Tom was born Sept. 11, 1940 in Manhattan, the son of Thomas Sr. and Mary Josephine Murphy Gallagher. Tom graduated from Holy Spirit School in Asbury Park, Red Bank Catholic High School, Monmouth University (B.A. ‘62) and the University of Southern California where he earned a master’s degree in social work.
Five days after graduating from Monmouth, Tom entered the first Peace Corps group to go to Ethiopia. Sixty years after leaving the Peace Corps, Tom was still in touch with 13 of the 80 boys he taught while in the small town of Agordot.
In 1965 Tom entered the U.S. Foreign Service. His first assignment was to Jidda, Saudi Arabia and then Nigeria. Tom returned to the United States in 1970 and worked in the Bureau of Educational and Cultural Affairs at the State Department.
In 1972 Tom moved to the State Department’s Office of Personnel where he made the first assignment of a female officer to the Office of the Secretary of State and to Arabic training. In 1975 Tom was assigned as acting U.S. Consul General in Guayaquil, Ecuador.

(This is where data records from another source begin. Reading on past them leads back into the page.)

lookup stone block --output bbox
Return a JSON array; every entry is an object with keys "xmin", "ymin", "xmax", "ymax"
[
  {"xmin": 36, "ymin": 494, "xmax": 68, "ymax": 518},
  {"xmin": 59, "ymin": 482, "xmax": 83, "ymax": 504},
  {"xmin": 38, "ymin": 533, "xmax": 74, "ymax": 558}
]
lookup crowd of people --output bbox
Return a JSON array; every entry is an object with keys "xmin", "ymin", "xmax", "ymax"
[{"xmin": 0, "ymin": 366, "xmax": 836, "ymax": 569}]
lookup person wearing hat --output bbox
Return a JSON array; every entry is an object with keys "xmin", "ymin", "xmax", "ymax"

In that same year Tom publicly “came out” as a gay man, making him the first officer of the U.S. federal government to come out publicly and voluntarily. Thirty-eight years later Secretary of State Hilary Clinton praised Tom during a speech for permanently changing the State Department by challenging discrimination against gay people.
Coming out forced Tom to resign from the State Department. He moved to California to pursue a career as a social worker.

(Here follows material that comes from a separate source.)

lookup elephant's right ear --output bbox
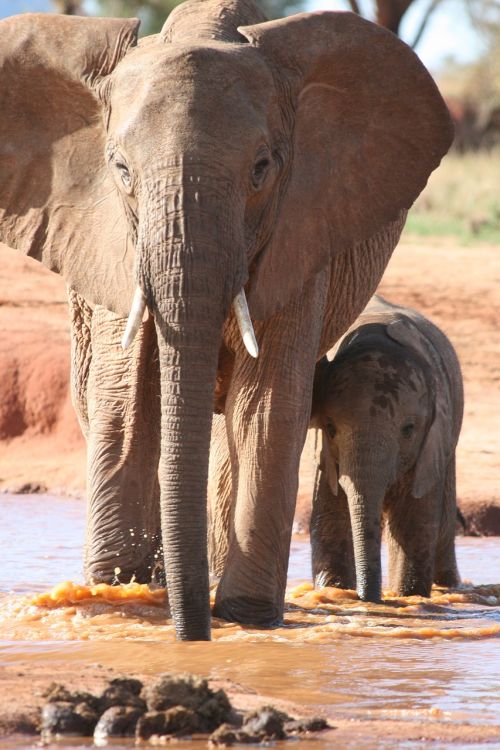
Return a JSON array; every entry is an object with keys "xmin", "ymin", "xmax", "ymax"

In 1994, when the policy of formal discrimination against gay foreign service officers was lifted by President Clinton, Tom returned to his first career. He served as American Consul in Madrid and as Country Officer for Eritrea and Sudan.
In 1999 Tom was transferred to the U.S. Embassy in Brussels as head of the visa section. There he refused a visa to a radical young Moroccan who wanted to return to his studies in mosquito spraying at the flight school in Opa Laka, Florida in September 2001.
Tom’s final tour at the State Department was at the Office of International Health where he served as regional advisor for Europe.
In 2015 Monmouth University named Tom their Distinguished Alumnus of the Year.
In 2016 NJ Pride, the New Jersey gay organization, presented Tom with its Trailblazer award in recognition of his many years of gay activism. In that same year the Assistant Secretary of State for Security Affairs publicly apologized to Tom for the fact that he had been forced to give up his career 40 years earlier.
In 2012 Tom auditioned for and was accepted into the New York City Gay Men’s Chorus, allowing him to dance and sing his way through old age.
More than anything he just liked to make people laugh. Tom was a storyteller. His Irish eyes, hearty laugh, wry sense of humor and passion for living and loving others resonated in the hearts of those who knew him and will continue to do so in his memory. He relished traveling, tuna fish sandwiches, tea, sleeping well past the sun rising and singing in a choir. But perhaps paramount in Tom’s life was the deep love he had for his husband, Amin.
Tom is survived by his former wife, Carolyn Worrell who is a judge in Nevada, and by his husband, Amin Dulkumoni, a software engineer. At his bequest, Tom’s body was donated for research and education to Mercer County Community College. Memorial services are being planned at the DACOR Bacon House in Washington, D.C., this September, and at Monmouth University later this summer.